James Bond serisinin 24’üncü, Sam Mendes- Daniel Craig ikilisinin “Skyfall”dan sonra ikinci ortak çalışmaları “Spectre”, serinin takipçilerini bırakmaya niyeti olmadığını gösteriyor
Sinema izleyicisinin asla gözden düşürmediği ender serilerden James Bond’un aynı adlı karakteri, “Spectre”la 24’üncü kez kraliçenin hizmetinde, tehlikenin ortasına gözü kara şekilde atlıyor. Seriye daha entelektüel bir bakış ve Bond’un geçmişiyle ilgili ipuçları vermesiyle çok beğenilen “Skyfall”un yönetmeni Sam Mendes, bir kez daha yönetmen koltuğunda, Craig ise dördüncü kez 007’nin suretinde.
Kan uyuşmazlığı yok
Film, Meksika’da akılda kalıcı ve aksiyon dolu açılış planı ve Sam Smith’in yaptığı unutmak isteyeceğiniz bir Bond şarkısıyla başlıyor. Bond, “Skyfall”da hayatını kaybeden Judi Dench’in canlandırdığı M’in verdiği bir ipucunu takip ederek büyük bir terörist organizasyonun izini buluyor; serinin takipçisinin yabancısı olmadığı “Spectre”ın. Bu organizasyonun lideri, Christoph Waltz tarafından canlandırılan ana kötü adam Obenhauser’e ulaşmaya çalışan Bond, bir yandan 00’ların bağlı olduğu birimin kapatılması tehdidi nedeniyle yalnızlaşıyor.

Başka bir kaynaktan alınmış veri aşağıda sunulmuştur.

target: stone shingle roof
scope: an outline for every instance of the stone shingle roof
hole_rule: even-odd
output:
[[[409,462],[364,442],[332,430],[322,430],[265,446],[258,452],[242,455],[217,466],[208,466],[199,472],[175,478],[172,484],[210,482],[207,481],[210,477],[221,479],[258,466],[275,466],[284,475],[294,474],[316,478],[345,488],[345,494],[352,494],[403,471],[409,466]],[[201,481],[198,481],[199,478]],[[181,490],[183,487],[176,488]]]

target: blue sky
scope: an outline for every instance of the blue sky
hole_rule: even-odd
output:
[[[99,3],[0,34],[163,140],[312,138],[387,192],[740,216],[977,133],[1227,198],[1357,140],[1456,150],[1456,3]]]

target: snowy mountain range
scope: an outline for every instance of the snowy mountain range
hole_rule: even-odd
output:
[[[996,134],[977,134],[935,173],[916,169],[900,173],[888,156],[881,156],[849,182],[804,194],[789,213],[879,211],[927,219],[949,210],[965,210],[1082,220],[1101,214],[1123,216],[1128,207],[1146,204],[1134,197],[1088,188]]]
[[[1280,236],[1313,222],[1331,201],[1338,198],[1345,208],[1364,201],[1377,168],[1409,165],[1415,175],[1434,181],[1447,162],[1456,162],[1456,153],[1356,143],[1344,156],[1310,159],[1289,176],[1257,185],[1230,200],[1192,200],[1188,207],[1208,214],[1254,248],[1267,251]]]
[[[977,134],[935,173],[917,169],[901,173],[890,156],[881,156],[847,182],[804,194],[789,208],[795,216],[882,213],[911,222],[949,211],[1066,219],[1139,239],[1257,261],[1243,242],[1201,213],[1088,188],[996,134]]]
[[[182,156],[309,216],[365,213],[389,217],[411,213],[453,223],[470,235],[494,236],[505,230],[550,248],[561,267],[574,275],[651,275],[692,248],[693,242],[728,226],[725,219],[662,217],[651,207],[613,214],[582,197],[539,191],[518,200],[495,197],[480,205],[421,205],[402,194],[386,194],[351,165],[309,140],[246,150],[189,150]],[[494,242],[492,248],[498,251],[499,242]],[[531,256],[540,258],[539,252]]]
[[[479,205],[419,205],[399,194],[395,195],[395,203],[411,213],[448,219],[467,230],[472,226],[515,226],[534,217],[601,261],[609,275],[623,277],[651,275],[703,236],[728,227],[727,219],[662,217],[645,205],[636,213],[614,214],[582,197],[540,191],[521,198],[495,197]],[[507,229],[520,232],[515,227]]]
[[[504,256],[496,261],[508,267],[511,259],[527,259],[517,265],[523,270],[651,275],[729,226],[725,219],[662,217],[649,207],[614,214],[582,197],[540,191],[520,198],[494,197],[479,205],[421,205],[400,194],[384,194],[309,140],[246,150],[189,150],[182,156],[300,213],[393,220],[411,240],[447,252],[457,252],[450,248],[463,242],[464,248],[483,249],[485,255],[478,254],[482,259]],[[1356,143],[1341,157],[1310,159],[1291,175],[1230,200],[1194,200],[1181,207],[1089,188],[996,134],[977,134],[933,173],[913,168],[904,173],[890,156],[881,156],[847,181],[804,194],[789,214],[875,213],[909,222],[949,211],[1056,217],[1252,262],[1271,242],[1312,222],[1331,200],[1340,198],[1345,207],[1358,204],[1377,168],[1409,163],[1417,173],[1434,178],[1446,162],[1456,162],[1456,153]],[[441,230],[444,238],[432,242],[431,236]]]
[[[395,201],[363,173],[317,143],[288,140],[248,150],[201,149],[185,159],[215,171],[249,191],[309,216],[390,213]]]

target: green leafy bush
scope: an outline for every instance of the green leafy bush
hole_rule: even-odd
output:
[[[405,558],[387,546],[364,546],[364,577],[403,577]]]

Craig’in rol aldığı dört filmin hikaye örgüleri “Spectre”da birleşiyor. Film, “Skyfall”un başlattığı Bond’un gerçekten kim olduğunu, geçmişini keşfediyoruz meselesini devam ettiriyor ancak bu konuda öncülü kadar başarılı olamıyor. Daniel Craig’in Bond olmasıyla başlayan daha duygusal, kırılgan, âşık olan, çevresindekilere zarar vermekten korkan, geçmişinden kaçan Bond, serinin takipçileri tarafından garipsenmedi. “Spectre” ise bu eğilimin devamı niteliğinde ve son üç filmle
kan uyuşmazlığı yaşamıyor.
Arabalar, güzel kadınlar ve martini elbette ajanın vazgeçilmezleri olarak serideki yerini koruyor. Filmin kalbindeki “Gözetleyen devletlerden korkun, Soğuk Savaş kalıntısı süper ajanları yeğleriz” teması ise Edward Snowden’a hoş bir selam olarak görülebilir. Sonuçta “Spectre”da bildiğimiz Bond, bir kez daha karşımızda. Craig’li son Bond “Spectre” mı olacak henüz belli değil ama “Spectre”la birlikte Craig’in favori Bond’lar arasında yerini koruyacağı kesin.
“Spectre”
Yön.:Sam Mendes Oyn.:Daniel Craig (James Bond), Christoph Waltz (Oberhauser), Lea Seydoux (Madeleine Swann), Ralph Fiennes (M), Monica Bellucci (Lucia), Ben Whishaw (Q), Naomie Harris (Moneypenny), Andrew Scott (C) Sen.:John Logan, Neal Purvis, Robert Wade, Jez Butterworth Gör.:Hoyte Van Hoytema Müz.:Thomas Newman
Venedik’ten ödülle döndü
İlk filmi “Tepenin Ardı”nın olgunluğu ve sinema diliyle dikkat çeken Emin Alper, bu yıl Venedik’te ana yarışmada yer alan ve Jüri Özel Ödülü kazanan filmi “Abluka”yla yeni Türkiye sinemasının en sağlam kariyerlerinden birini inşa edeceğini gösteriyor. Film, polis ablukasında bir mahallede yaşayan birbirinden uzak iki kardeşin paranoya ve cinnete sürüklenmesini karanlık bir atmosferle ele alıyor.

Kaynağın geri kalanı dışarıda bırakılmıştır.